I would also assume that unhedged positions have an additional haircut fee as mentioned by Don. http://www.stocktrading.com/Since You Asked - November 2007.htm
Here is another trade for Don Bright. Short 100k worth of AAPL. Long 100k worth of SPY. Come in tomorrow. Account gone. Walk over to the shooting range. Spend half the day there.
Our traders don't get involved in AAPL or GOOG, or most of the high priced, high risk stocks. And, sure, "stuff happens" - but most of the traders are good at risk control. That's what makes them good. Don
Yes, but I was just commenting on your single stock example. It was not a good one. Being that ANY stock, including GE, can gap overnight. And if one is leveraged even 10 to 1, a 10% gap blows you out. Being long or short SPY does absolutely nothing for your hedge over night. Having index hedges smooths out volatility only over longer time frames, but not gaps. Ten percent moves happen daily in this market on news overnight. You can't manage news risk Don. That's the first thing I would tell your traders in their "boot camp" training.
And Don, for the record, high priced stocks are "far" more stable % wise then low priced stocks. There have been numerous statistical studies on this. People think high priced stocks are more volatile because of the absolute price moves, but on a % basis, a $300 stock is far more tame then a $15 stock all things being equal.
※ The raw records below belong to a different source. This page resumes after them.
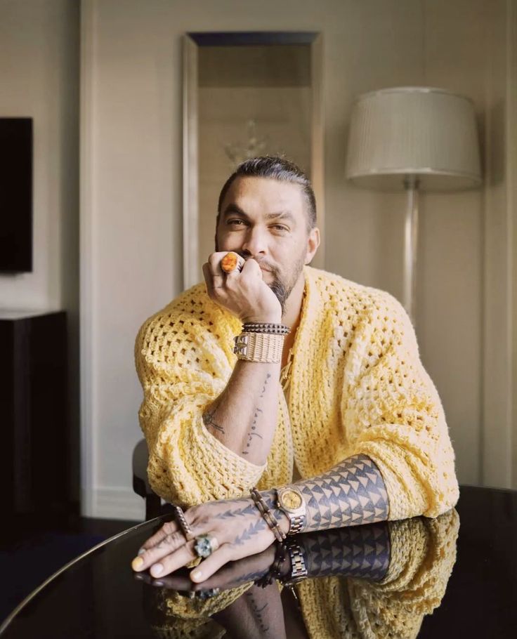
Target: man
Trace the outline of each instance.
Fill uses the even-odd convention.
[[[205,282],[141,328],[150,480],[188,510],[135,569],[157,577],[206,557],[191,572],[199,582],[275,536],[456,503],[443,411],[410,322],[388,294],[307,265],[315,221],[298,167],[243,163],[221,191]],[[221,268],[230,251],[242,270]]]

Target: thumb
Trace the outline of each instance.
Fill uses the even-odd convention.
[[[247,275],[249,277],[260,277],[262,279],[262,271],[256,260],[250,258],[244,262],[241,275]]]

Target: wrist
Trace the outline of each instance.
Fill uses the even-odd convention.
[[[282,312],[277,313],[265,313],[263,315],[248,315],[246,317],[242,317],[241,322],[242,324],[246,324],[247,322],[254,322],[256,324],[281,324],[282,323]]]

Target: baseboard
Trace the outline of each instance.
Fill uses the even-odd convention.
[[[90,504],[89,508],[84,508]],[[126,519],[143,522],[145,517],[143,499],[130,488],[96,488],[83,494],[81,514],[100,519]],[[86,512],[88,510],[89,512]]]

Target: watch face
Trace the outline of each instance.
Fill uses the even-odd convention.
[[[282,493],[280,501],[283,506],[292,510],[299,508],[302,503],[301,497],[294,490],[286,490]]]

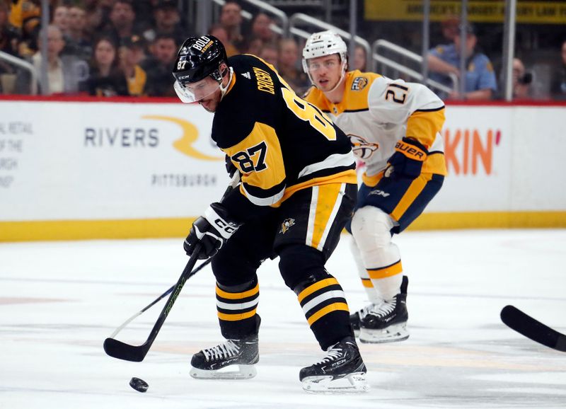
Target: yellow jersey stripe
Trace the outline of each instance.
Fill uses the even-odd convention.
[[[315,313],[308,317],[308,319],[307,319],[306,321],[308,323],[309,326],[311,326],[315,322],[316,322],[317,320],[323,317],[326,314],[337,311],[344,311],[347,313],[350,313],[347,304],[343,302],[336,302],[334,304],[331,304],[330,305],[326,306],[323,309],[318,310]]]
[[[302,302],[302,301],[313,294],[314,292],[320,289],[325,287],[328,287],[329,285],[334,285],[335,284],[338,284],[338,280],[335,278],[326,278],[325,280],[321,280],[320,281],[318,281],[313,284],[309,285],[303,291],[301,291],[299,295],[297,296],[297,299],[299,299],[299,302]]]
[[[444,110],[414,112],[407,120],[405,134],[429,149],[437,138],[437,134],[442,129],[446,119]]]
[[[362,278],[362,285],[367,288],[374,288],[374,283],[371,282],[371,280],[369,278]]]
[[[303,189],[308,189],[316,185],[328,185],[330,183],[352,183],[357,185],[358,178],[356,175],[356,171],[354,169],[348,169],[339,173],[335,173],[329,176],[322,176],[320,178],[314,178],[309,180],[306,180],[302,183],[294,185],[285,189],[285,193],[283,195],[283,198],[281,202],[284,202],[289,199],[293,193]],[[274,206],[275,207],[275,206]]]
[[[239,321],[241,320],[245,320],[246,318],[249,318],[255,316],[255,311],[257,309],[253,309],[250,311],[241,314],[226,314],[224,313],[219,312],[218,318],[224,321]]]
[[[229,299],[240,299],[243,298],[247,298],[248,296],[255,295],[258,292],[260,292],[259,283],[255,284],[255,287],[252,289],[248,289],[244,292],[226,292],[221,289],[220,287],[218,287],[218,284],[216,284],[216,295],[222,298],[227,298]]]
[[[391,217],[395,220],[399,220],[401,217],[409,208],[409,206],[412,204],[417,197],[420,195],[422,190],[427,185],[427,183],[432,179],[432,173],[421,173],[420,175],[415,179],[407,189],[407,191],[403,195],[399,203],[397,204],[393,211],[391,212]]]
[[[395,264],[388,265],[381,268],[374,268],[367,270],[367,274],[369,278],[372,280],[379,280],[380,278],[386,278],[388,277],[393,277],[403,272],[403,265],[400,260]],[[371,286],[373,287],[373,285]]]
[[[335,217],[337,212],[336,205],[340,204],[338,195],[342,191],[342,186],[344,186],[342,183],[318,186],[314,225],[312,230],[312,241],[310,244],[307,243],[307,245],[322,250],[322,246],[324,246],[323,241],[325,241],[325,236],[328,236],[328,230],[334,220],[333,216]],[[313,192],[314,192],[313,190]],[[341,200],[340,202],[341,203]]]

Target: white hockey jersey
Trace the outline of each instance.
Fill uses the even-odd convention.
[[[395,143],[408,137],[428,150],[422,171],[446,174],[440,130],[444,104],[426,86],[371,72],[346,74],[342,101],[334,104],[313,87],[304,99],[330,116],[350,137],[354,154],[366,164],[364,180],[381,177]],[[372,176],[374,178],[372,178]]]

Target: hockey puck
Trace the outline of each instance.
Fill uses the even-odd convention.
[[[145,392],[149,387],[147,382],[139,378],[132,378],[129,380],[129,386],[138,392]]]

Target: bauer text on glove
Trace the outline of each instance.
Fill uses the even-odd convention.
[[[424,145],[417,140],[405,137],[398,141],[395,145],[395,153],[388,161],[390,166],[386,171],[386,175],[393,173],[398,176],[415,178],[420,175],[422,163],[428,155]]]

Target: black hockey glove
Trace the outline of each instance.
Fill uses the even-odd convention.
[[[420,175],[422,163],[427,159],[428,151],[422,144],[410,138],[403,138],[395,145],[395,153],[387,161],[385,176],[402,176],[415,179]]]
[[[204,215],[195,221],[183,247],[188,255],[192,255],[197,243],[202,245],[199,259],[214,255],[230,238],[240,224],[230,220],[228,212],[220,203],[212,203]]]
[[[226,171],[228,172],[231,178],[233,178],[234,173],[238,171],[238,168],[234,166],[232,161],[230,160],[230,156],[228,155],[224,157],[224,161],[226,162]]]

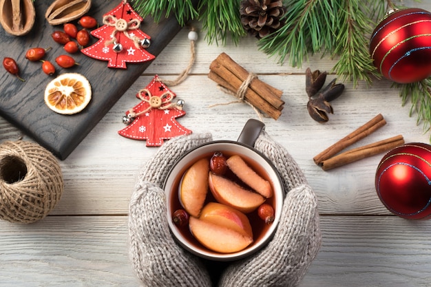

Don, here is one of those low priced stocks for ya...ILMN...went out at $36 yesterday....up 40% today. Your SPY hedge...down .50%. Whoops.
What about the other 500 non bio-tech stocks that have gapped over night 10% or more in the last month? Say no to those to? So let's get rid of bio-tech. Get rid of high priced stocks. Get rid of volatile stocks. Get rid of earnings stocks. Get rid of any stock in the news. And what do we have left to trade? Dupont!!!!!! I'm ready to go!